Foy, Joseph J; Robinson, Kayla R; Li, Hui; Giger, Maryellen L; Al-Hallaq, Hania; Armato, Samuel G.
Afiliación
  • Foy JJ; University of Chicago, Department of Radiology, Chicago, Illinois, United States.
  • Robinson KR; University of Chicago, Department of Radiology, Chicago, Illinois, United States.
  • Li H; University of Chicago, Department of Radiology, Chicago, Illinois, United States.

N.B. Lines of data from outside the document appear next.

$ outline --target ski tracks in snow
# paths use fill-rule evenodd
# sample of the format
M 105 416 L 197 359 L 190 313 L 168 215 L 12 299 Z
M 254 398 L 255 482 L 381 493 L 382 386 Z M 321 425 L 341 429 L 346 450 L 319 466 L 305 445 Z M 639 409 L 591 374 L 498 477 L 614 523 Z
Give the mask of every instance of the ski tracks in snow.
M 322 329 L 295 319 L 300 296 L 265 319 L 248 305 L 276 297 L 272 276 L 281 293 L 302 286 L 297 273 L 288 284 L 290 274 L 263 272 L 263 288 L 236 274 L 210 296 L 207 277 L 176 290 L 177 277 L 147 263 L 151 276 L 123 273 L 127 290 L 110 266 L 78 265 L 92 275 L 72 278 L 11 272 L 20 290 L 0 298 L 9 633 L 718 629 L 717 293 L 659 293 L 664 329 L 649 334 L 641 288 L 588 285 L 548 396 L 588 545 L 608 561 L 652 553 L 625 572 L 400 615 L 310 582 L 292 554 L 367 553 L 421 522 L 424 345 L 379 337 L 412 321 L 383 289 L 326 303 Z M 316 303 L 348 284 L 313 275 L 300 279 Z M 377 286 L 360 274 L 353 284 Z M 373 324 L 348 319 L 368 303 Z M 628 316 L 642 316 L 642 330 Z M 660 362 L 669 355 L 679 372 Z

  • Giger ML; University of Chicago, Department of Radiology, Chicago, Illinois, United States.
  • Al-Hallaq H; University of Chicago, Department of Radiation and Cellular Oncology, Chicago, Illinois, United States.

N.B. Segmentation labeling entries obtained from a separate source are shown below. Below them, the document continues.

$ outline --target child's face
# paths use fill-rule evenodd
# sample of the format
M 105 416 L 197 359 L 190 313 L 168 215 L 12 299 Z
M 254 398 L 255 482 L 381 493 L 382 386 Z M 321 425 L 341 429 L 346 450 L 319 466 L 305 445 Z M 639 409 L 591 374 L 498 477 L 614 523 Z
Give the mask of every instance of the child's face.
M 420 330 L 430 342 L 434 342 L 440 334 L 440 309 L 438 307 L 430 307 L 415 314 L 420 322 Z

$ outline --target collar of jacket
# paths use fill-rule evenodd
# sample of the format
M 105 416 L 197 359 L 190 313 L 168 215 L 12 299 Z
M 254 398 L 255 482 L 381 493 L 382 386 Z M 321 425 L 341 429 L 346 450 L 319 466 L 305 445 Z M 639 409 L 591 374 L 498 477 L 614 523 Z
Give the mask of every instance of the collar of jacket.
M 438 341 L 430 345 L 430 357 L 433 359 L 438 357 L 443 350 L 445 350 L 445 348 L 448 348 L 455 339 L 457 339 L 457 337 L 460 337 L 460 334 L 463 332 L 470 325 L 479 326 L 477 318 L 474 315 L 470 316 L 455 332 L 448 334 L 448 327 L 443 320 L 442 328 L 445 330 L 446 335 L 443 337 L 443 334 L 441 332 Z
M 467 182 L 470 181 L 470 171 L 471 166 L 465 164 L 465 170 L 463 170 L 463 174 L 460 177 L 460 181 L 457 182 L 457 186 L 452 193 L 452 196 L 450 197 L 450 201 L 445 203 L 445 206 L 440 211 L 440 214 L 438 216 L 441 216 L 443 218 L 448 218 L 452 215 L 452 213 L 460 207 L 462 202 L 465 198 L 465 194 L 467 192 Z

  • Armato SG; University of Chicago, Department of Radiology, Chicago, Illinois, United States.
J Med Imaging (Bellingham) ; 5(4): 044505, 2018 Oct.
Article en En | MEDLINE | ID: mdl-30840747
ABSTRACT
Given the increased need for consistent quantitative image analysis, variations in radiomics feature calculations due to differences in radiomics software were investigated. Two in-house radiomics packages and two freely available radiomics packages, MaZda and IBEX, were utilized. Forty 256 × 256 - pixel regions of interest (ROIs) from 40 digital mammograms were studied along with 39 manually delineated ROIs from the head and neck (HN) computed tomography (CT) scans of 39 patients. Each package was used to calculate first-order histogram and second-order gray-level co-occurrence matrix (GLCM) features. Friedman tests determined differences in feature values across packages, whereas intraclass-correlation coefficients (ICC) quantified agreement. All first-order features computed from both mammography and HN cases (except skewness in mammography) showed significant differences across all packages due to systematic biases introduced by each package; however, based on ICC values, all but one first-order feature calculated on mammography ROIs and all but two first-order features calculated on HN CT ROIs showed excellent agreement, indicating the observed differences were small relative to the feature values but the bias was systematic. All second-order features computed from the two databases both differed significantly and showed poor agreement among packages, due largely to discrepancies in package-specific default GLCM parameters. Additional differences in radiomics features were traced to variations in image preprocessing, algorithm implementation, and naming conventions. Large variations in features among software packages indicate that increased efforts to standardize radiomics processes must be conducted.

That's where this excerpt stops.